The Company continuously assesses its potential liability for remediation-related activities and adjusts its environmental-related accruals as information becomes available upon which more accurate costs can be reasonably estimated and as additional accounting guidelines are issued. At June 30, 2025 and December 31, 2024, the Company had accruals reported on the balance sheet as current liabilities of $0 and $0, respectively.
Actual costs incurred may vary from the accrued estimates due to the inherent uncertainties involved including, among others, the nature and magnitude of the wastes involved, the various technologies that can be used for remediation and the determination of acceptable remediation with respect to a particular site. Additionally, costs for environmental-related activities may not be reasonably estimable and therefore would not be included in our current liabilities.
Long-Lived Assets
The Company reviews its property and equipment and any identifiable intangibles for impairment whenever events or changes in circumstances indicate that the carrying amount of an asset may not be recoverable. The test for impairment is required to be performed by management at least annually. Recoverability of assets to be held and used is measured by a comparison of the carrying amount of an asset to the future undiscounted operating cash flow expected to be generated by the asset. If such assets are considered to be impaired, the impairment to be recognized is measured by the amount by which the carrying amount of the asset exceeds the fair value of the asset. Long-lived assets to be disposed of are reported at the lower of carrying amount or fair value less costs to sell. Intangible assets are stated at cost and reviewed annually to examine any impairments, usually assuming an estimated useful life of five to ten years. When retired or otherwise disposed, the related carrying value and accumulated depreciation are removed from the respective accounts and the net difference less any amount realized from disposition, is reflected in earnings. The estimated useful lives of the Intellectual Property, Customer List, and Licenses assumed in the Empire acquisition is 5 years, 10 years, and 10 years, respectively. See Note 7 – Amortization of Intangible Assets.
Segment Reporting
The Company determines its operating segments in accordance with ASC 280, Segment Reporting, as updated by ASU 2023-07, Segment Reporting (Topic 280): Improvements to Reportable Segment Disclosures. Operating segments are defined as components of the business for which discrete financial information is available and that are regularly reviewed by the Chief Executive Officer, who is the Company’s chief operating decision maker (“CODM”), in assessing performance and allocating resources.
The Company has identified three operating segments based on its differentiated products and services: Scrap Metal Recycling, Hauling, and Other (primarily comprised of rental income).
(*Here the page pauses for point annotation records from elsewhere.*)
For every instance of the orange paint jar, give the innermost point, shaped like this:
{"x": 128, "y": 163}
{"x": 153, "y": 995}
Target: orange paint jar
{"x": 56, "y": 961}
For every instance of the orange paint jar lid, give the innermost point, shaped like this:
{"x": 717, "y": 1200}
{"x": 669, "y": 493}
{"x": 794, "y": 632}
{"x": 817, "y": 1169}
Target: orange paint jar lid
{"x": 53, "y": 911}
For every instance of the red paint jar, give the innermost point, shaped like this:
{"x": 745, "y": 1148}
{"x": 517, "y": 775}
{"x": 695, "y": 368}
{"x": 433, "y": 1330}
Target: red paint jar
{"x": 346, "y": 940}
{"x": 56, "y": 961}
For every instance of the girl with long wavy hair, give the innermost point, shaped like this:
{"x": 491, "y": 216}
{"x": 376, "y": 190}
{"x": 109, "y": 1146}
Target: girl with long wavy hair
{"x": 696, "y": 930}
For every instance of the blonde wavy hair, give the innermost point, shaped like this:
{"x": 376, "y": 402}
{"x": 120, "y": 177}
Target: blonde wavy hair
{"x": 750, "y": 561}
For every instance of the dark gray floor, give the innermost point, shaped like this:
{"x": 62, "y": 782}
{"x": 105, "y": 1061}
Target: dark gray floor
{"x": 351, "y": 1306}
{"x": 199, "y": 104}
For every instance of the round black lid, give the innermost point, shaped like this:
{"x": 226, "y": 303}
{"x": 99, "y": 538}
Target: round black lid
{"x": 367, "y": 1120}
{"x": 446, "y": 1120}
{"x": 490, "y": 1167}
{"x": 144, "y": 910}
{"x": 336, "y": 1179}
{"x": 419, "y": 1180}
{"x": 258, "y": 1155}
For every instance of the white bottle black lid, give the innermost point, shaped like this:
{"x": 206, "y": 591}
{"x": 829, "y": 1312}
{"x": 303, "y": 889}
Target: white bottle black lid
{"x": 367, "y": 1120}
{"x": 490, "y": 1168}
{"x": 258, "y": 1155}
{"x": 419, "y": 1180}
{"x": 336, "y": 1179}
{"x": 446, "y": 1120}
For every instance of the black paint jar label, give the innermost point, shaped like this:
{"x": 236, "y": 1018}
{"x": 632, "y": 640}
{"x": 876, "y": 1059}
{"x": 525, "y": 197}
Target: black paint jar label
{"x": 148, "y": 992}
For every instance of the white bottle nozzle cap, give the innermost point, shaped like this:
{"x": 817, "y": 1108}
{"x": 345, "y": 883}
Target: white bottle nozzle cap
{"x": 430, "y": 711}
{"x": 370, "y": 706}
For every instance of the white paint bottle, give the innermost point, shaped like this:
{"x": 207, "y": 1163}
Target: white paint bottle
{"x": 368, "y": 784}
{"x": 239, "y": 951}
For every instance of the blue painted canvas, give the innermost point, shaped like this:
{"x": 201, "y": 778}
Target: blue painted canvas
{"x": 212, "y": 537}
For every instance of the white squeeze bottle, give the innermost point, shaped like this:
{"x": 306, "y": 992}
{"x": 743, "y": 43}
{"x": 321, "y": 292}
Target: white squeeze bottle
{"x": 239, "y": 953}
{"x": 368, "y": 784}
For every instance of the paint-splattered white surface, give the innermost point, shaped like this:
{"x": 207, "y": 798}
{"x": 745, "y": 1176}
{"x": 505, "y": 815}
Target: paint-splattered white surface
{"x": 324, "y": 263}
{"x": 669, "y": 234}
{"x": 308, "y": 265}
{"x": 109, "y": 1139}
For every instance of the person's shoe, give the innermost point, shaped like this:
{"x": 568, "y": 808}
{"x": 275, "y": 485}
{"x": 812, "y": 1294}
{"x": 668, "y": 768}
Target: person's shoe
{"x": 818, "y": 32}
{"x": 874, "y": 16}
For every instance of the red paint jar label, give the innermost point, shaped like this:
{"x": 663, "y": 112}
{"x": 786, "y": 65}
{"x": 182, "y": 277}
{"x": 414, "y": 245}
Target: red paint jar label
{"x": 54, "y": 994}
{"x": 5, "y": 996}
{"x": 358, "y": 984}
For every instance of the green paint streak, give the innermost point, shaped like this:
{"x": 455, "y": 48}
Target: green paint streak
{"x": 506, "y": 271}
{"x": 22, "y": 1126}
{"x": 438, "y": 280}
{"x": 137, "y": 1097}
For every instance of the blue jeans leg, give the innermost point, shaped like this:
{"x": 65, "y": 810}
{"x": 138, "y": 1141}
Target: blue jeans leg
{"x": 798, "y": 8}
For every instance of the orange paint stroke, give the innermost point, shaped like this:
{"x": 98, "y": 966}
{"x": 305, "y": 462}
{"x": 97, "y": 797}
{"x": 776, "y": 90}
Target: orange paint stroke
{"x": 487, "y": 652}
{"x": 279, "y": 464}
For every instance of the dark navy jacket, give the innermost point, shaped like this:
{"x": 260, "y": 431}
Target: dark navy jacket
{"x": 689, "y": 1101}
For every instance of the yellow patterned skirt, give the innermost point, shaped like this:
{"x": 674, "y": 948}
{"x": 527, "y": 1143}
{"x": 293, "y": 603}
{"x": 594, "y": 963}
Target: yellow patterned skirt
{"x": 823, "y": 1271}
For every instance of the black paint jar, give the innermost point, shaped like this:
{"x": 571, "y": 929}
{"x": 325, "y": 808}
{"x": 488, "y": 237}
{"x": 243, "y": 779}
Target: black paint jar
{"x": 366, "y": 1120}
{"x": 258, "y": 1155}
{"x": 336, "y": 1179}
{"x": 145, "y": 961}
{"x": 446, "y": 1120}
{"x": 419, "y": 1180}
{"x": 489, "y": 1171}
The CODM evaluates performance using revenues, gross profit, and operating cash flows on both an operating segment basis and a consolidated basis. Operating expenses, including selling, general and administrative expenses, depreciation and amortization, and other operating costs, are managed centrally and are not allocated to individual operating segments.
The Company has determined that its operating segments exhibit similar economic characteristics and are similar in nature with respect to products and services, production processes, customer types, and methods of distribution. As a result, the Company has aggregated its operating segments into a single reportable segment for financial reporting purposes. The Company operates in one geographic segment, the United States of America.
The Company adopted ASU 2023-07 for the year ended December 31, 2024. Additional information about the Company’s operating segments and related disclosures is provided in Note 19 – Segment Reporting.
The Company computes earnings (loss) per share under ASC subtopic 260-10, Earnings Per Share. Net loss per common share is computed by dividing net loss by the weighted average number of shares of common stock outstanding during the year. Diluted earnings per share, if presented, would include the dilution that would occur upon the exercise or conversion of all potentially dilutive securities into common stock using the “treasury stock” and/or “if converted” methods, as applicable.
The computation of basic and diluted income (loss) per share, for the three and six months ended June 30, 2025 and 2024 excludes potentially dilutive securities when their inclusion would be anti-dilutive, or if their exercise prices were greater than the average market price of the common stock during the period.
On August 20, 2025, the Company completed a 1-for-110 reverse split. Pursuant to GAAP, the Company retrospectively recasted and restated the weighted-average shares included within its consolidated statements of operations for the three and six months ended June 30, 2025 and 2024 and year ended December 31, 2024. The basic and diluted weighted-average common shares are retroactively converted to shares of the Company’s common stock to conform to the recasted consolidated statements of stockholders’ equity.
Recent Accounting Pronouncements
Income Taxes
In December 2023, the FASB issued Accounting Standards Update No. 2023-09, Income Taxes (Topic 740): Improvements to Income Tax Disclosures (“ASU 2023-09”). ASU 2023-09 requires enhanced disclosures surrounding income taxes, particularly related to rate reconciliation and income taxes paid information. In particular, on an annual basis, companies will be required to disclose specific categories in the rate reconciliation and provide additional information for reconciling items that meet a quantitative threshold. Companies will also be required to disclose, on an annual basis, the amount of income taxes paid, disaggregated by federal, state, and foreign taxes, and also disaggregated by individual jurisdictions above a quantitative threshold. The standard is effective for the Company for annual periods beginning January 1, 2025 on a prospective basis, with retrospective application permitted for all prior periods presented. The Company will adopt ASU 2023-09 for the annual period ending December 31, 2025 and is currently evaluating the impact of this guidance on its disclosures.
Segment Reporting
In November 2023, the FASB issued Accounting Standards Update No. 2023-07, Segment Reporting (Topic 280): Improvements to Reportable Segment Disclosures (“ASU 2023-07”). ASU 2023-07 requires enhanced disclosures surrounding reportable segments, particularly (i) significant segment expenses that are regularly provided to the chief operating decision maker (“CODM”) and included in the reported measure(s) of a segment’s profit and loss and (ii) other segment items that reconcile segment revenue and significant expenses to the reported measure(s) of a segment’s profit and loss, both on an annual and interim basis. Companies are also required to provide all annual disclosures currently required under Topic 280 in interim periods, in addition to disclosing the title and position of the CODM and how the CODM uses the reported measure(s) of segment profit and loss in assessing segment performance and allocating resources. The Company adopted ASU 2023-07 for the year ended December 31, 2024.
Disaggregation of Income Statement Expenses
In November 2024, the FASB issued Accounting Standards Update No. 2024-03, Income Statement - Reporting Comprehensive Income - Expense Disaggregation Disclosures (Subtopic 220-40) (“ASU 2024-03”). ASU 2024-03 requires specified information about certain costs and expenses be disclosed in the notes to the financial statements, including the expense caption on the face of the income statement in which they are disclosed, in addition to a qualitative description of remaining amounts not separately disaggregated. Entities will also be required to disclose their definition of “selling expenses” and the total amount in each annual period. The standard is effective for the Company for annual periods beginning January 1, 2027 and for interim periods beginning January 1, 2028, with updates applied either prospectively or retrospectively. Early adoption is permitted. The Company is currently evaluating the impact of this guidance on its disclosures.
There are other various updates recently issued, most of which represented technical corrections to the accounting literature or application to specific industries and are not expected to have a material impact on the Company’s financial position, results of operations or cash flows.